Dusunceler aklimizdan cikmaz asla. Pazar alisverisini yapmis eve giden teyzemi, yoksa sogukdan usumus elli cebinde yuruyen genc in dusuncesimi daha derindir. Aksam yemegini dusundugunde olup bitecegini bildigin derinlikdesin, Yarin Pazartesi yani is gunu dediginde mi daha derindesin.
onumden gecen tek bir kisi bile dusuncesiz bakmiyor. Konu ne olursa olsun. Sadece sessiz dusunceler oluyor. Onunden gecen arabayi gormiyecegi derecede olmak uzere bir dusunce aklindan gecen. Ayagiyla bastigi pisligi fark etmiyecegi kadar agir bir dusunce.
Sessizlerde kayboluyoruz surekli.
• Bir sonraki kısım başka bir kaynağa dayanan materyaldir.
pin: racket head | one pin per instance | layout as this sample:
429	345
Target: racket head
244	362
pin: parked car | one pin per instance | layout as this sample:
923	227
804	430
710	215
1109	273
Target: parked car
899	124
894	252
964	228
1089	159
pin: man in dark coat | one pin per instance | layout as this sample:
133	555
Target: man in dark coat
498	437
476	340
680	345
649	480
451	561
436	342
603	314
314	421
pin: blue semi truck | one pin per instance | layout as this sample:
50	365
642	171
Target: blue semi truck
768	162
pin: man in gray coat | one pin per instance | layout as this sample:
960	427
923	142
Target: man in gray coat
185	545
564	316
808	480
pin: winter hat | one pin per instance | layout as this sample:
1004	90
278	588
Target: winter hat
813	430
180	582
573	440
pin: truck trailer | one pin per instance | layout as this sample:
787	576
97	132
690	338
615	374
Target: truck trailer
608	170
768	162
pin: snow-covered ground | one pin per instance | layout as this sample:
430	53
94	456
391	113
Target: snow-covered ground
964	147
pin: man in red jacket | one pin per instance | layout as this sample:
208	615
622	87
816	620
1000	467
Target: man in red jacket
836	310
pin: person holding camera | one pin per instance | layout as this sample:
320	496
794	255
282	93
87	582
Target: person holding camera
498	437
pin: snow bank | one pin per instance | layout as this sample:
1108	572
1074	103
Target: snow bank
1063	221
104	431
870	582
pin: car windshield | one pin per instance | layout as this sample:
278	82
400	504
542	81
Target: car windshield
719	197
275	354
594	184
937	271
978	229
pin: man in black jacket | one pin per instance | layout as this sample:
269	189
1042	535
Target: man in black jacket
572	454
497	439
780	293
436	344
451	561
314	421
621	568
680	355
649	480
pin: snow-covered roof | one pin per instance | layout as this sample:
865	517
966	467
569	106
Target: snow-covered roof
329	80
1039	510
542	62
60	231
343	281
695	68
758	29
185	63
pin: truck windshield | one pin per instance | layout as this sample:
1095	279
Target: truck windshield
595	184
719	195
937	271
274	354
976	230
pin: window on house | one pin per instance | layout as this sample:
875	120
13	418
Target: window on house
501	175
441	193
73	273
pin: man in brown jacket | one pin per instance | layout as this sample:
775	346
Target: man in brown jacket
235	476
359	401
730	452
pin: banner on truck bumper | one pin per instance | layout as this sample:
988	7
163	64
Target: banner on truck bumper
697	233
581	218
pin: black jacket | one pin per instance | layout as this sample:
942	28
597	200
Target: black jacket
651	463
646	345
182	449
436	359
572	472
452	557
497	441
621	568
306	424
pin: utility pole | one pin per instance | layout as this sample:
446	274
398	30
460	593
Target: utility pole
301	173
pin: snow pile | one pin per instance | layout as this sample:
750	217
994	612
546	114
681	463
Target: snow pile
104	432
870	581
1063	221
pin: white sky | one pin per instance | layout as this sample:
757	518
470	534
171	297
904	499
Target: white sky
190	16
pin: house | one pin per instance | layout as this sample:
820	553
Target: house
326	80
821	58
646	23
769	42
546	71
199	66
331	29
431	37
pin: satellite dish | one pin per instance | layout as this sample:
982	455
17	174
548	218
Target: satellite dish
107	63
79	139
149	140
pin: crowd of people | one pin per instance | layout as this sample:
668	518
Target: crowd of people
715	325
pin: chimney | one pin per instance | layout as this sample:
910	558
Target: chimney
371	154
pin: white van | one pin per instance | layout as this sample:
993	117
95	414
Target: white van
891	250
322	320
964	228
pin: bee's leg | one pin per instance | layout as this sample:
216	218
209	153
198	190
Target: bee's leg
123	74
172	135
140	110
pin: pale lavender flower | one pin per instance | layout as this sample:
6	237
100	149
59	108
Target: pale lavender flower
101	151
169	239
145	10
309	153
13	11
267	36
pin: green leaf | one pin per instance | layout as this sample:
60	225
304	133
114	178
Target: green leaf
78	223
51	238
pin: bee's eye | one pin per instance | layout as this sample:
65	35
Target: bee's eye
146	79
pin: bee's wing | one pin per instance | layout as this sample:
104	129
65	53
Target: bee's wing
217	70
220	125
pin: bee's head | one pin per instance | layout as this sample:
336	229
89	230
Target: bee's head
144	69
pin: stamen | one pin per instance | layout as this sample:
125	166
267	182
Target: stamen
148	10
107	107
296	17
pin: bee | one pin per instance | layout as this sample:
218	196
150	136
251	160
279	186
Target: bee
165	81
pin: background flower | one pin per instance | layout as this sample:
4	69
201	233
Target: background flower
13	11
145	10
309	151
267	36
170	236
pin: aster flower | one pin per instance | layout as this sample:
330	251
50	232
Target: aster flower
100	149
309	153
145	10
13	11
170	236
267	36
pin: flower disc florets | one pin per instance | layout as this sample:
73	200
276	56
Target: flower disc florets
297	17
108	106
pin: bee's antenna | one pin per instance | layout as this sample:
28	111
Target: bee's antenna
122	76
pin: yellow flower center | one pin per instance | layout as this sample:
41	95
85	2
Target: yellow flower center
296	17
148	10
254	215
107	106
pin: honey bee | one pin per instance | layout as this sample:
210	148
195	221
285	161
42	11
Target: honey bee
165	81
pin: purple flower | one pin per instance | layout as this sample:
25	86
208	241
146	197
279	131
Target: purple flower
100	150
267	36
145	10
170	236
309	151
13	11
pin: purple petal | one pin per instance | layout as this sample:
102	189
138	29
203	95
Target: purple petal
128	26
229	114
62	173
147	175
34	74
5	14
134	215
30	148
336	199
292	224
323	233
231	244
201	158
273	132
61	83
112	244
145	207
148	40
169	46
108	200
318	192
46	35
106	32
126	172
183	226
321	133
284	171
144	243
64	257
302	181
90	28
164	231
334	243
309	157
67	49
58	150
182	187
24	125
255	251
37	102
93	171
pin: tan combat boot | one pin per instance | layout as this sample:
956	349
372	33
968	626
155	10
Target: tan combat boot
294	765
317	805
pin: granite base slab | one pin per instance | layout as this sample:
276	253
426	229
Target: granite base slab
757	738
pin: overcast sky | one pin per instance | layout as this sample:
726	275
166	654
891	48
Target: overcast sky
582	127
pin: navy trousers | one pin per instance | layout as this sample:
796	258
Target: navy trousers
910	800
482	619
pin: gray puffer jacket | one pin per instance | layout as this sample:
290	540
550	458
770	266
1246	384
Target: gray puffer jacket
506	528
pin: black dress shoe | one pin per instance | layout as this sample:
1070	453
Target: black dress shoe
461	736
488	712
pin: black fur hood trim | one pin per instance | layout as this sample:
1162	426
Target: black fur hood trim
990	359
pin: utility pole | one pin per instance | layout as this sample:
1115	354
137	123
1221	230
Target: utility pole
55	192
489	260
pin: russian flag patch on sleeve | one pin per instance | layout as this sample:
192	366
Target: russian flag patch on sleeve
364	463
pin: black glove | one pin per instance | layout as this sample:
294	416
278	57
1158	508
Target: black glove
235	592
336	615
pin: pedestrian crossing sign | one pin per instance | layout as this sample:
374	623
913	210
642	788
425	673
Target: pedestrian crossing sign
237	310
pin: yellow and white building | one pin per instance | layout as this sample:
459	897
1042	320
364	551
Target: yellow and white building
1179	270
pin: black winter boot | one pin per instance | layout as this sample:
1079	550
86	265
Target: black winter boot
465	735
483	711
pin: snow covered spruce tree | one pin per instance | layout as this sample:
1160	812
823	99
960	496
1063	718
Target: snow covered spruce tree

Nezaman birsey olsa, iyi veya kotu, nezaman care arasak kendimiz icin, ozaman sadece kendimizi unutuyoruz sessizlikde. Peki dusuncesiz olsak bencil olmazmi hersey. Yani umursamasak.
Yurudukce arakada birakdiklarimizi gormeden, islik calarak sadece onumuzde ne oldugunu fark etsek, esip gectiklerimize bencillik olmazmi. yardima muhtac biri olsa ama yolun sagini solunu gormeden yurusek vicdansizlik olmazmi.
Demekki o sessizlige herkezin ihtiyaci var. Dusuncelerini yuregiyle paylasmaya, sadece elinde naneli bir cay ile sokakdan gelip geceni izlemeye, yani uzaklara dalmaya herkezin ihtiyaci var. Istek degil bu, olunmasi gereken madde. Aklimi yuregimiz ile paylasmak, ortak yol bulmak, uzmeden veya uzulmeden.